Summer reading: what's on your list?

Summer reading- what's on your list.jpg

In the summer months of grade school and early junior high, my next-door best friend and I would ride our bikes to the library and bring home stacks of books, mostly novels and mysteries, in our bike baskets. We’d read together on long hot afternoons, sprawled across couches and floors in each other’s house or tucked in the shade under a tree.

I have different ways of procuring books these days, but summer is still the time for “fun” reading. Here’s what’s on my list:

White Truffles in Winter by N. M. Kelby, a high-school buddy. This fictionalized telling of the life of Escoffier, the renowned French chef, has been getting rave reviews and has Kelby touring the world because it is being translated into so many languages.

A Visit from the Goon Squad by Jennifer Egan. I was intriqued by an interview with Egan in the newspaper several months ago and so bought the book when I saw it on the shelf of a brand new bookstore brave enough to open in this economy and publishing climate.

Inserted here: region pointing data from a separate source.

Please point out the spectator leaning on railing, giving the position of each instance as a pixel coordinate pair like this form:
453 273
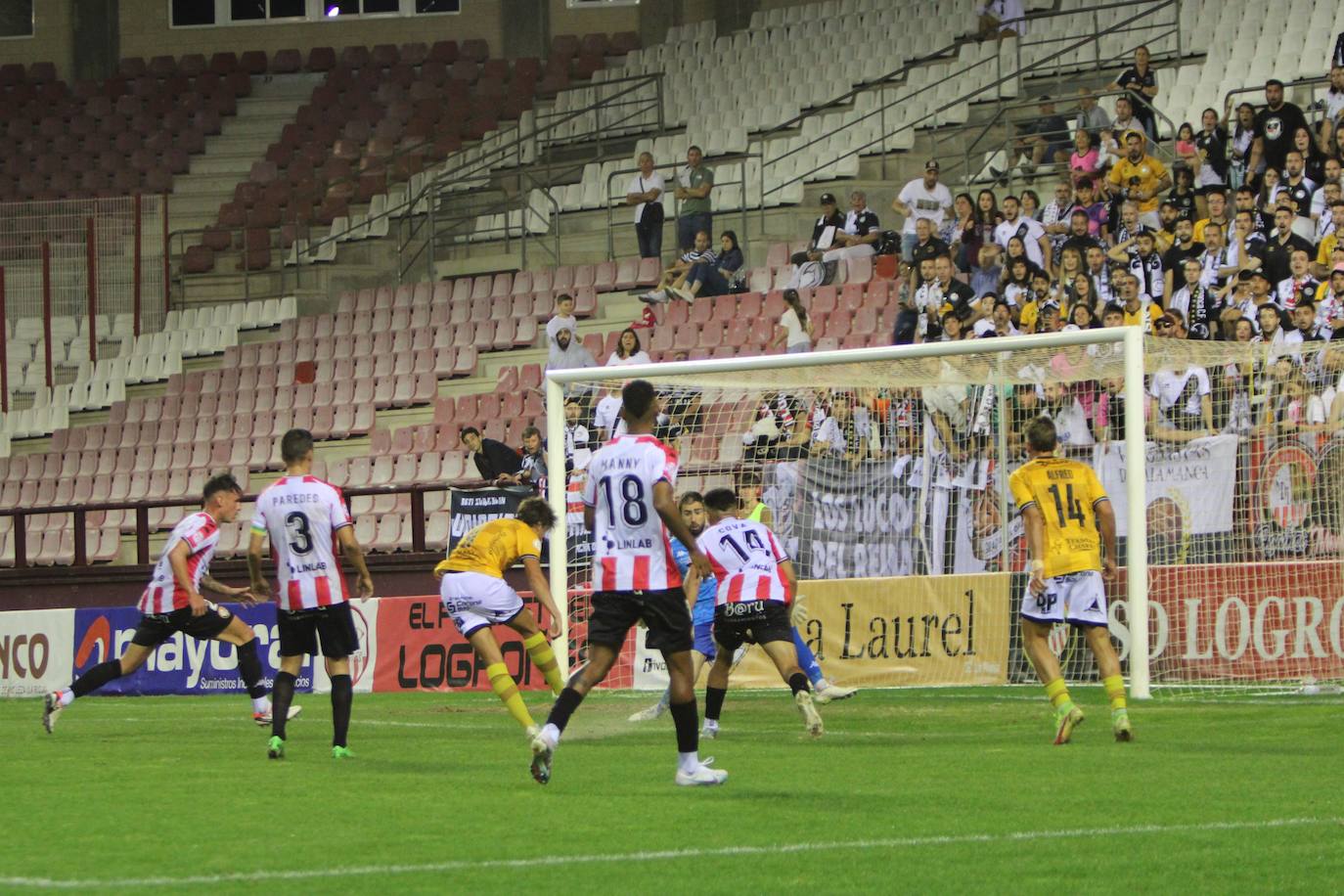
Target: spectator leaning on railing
694 184
922 198
495 461
646 194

The Flight of Gemma Hardy by Margot Livesey. I don’t know much about this book other than it was recommended by a friend whose opinion in books I trust.

Maisie Dobbs by Jacqueline Winspear. This is the first book in a series another trusted reading friend recommended and referred to as an adult Nancy Drew series. Sounds just right for summer. Nancy Drew books were among those read in the summer shade.

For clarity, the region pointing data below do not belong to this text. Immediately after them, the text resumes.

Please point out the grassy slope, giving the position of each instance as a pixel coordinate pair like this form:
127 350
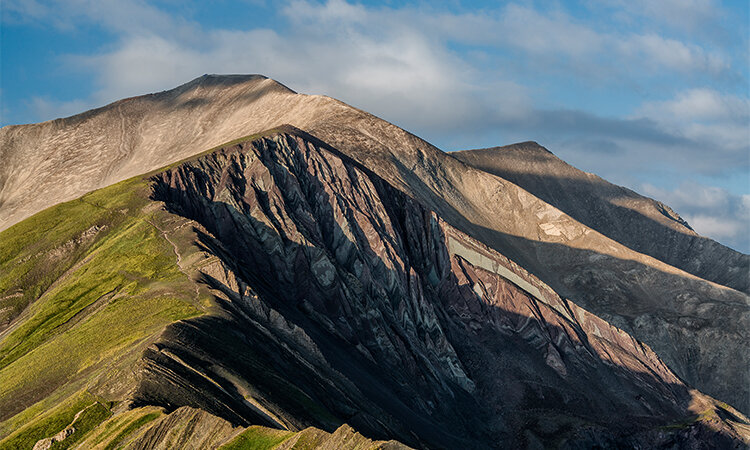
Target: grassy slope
92 298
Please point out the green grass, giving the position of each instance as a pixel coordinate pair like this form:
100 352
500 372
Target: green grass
56 419
131 428
258 438
87 305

Broken Harbor by Tana French. I can’t wait for this book to be released on July 24. A year ago I raced through The Likeness, loaded on my Kindle when I loaned it to my now daughter-in-law for a transatlantic flight. After that, her other two books went down fast as well. These are books you can’t put down.

The Land of Decoration by Grace McCleen. A blurb about this book on "Shelf Awareness" caught my eye. The story is about a girl who sets up an imaginary world in her bedroom. The world takes on a life of its own, but unpleasant and unanticipated turn occurs after she intervenes with the world in some way. Reading the description--and watching the book’s trailer--made me think of Dorothy L. Sayer’s Mind of the Maker, in which she discusses the artist as creator who must abide where his or her characters take themselves.

Pattern of Wounds by Mark Bertrand. This is the second in his Roland March mystery series. I read the first, Back on Murder, last winter on my Kindle, while walking the treadmill. It was so good that I actually looked forward to going to the gym. I can’t wait to see where Bertrand goes next in this series. Last summer, "Books and Culture" recorded a very positive podcast about these books.

What’s on your summer reading list?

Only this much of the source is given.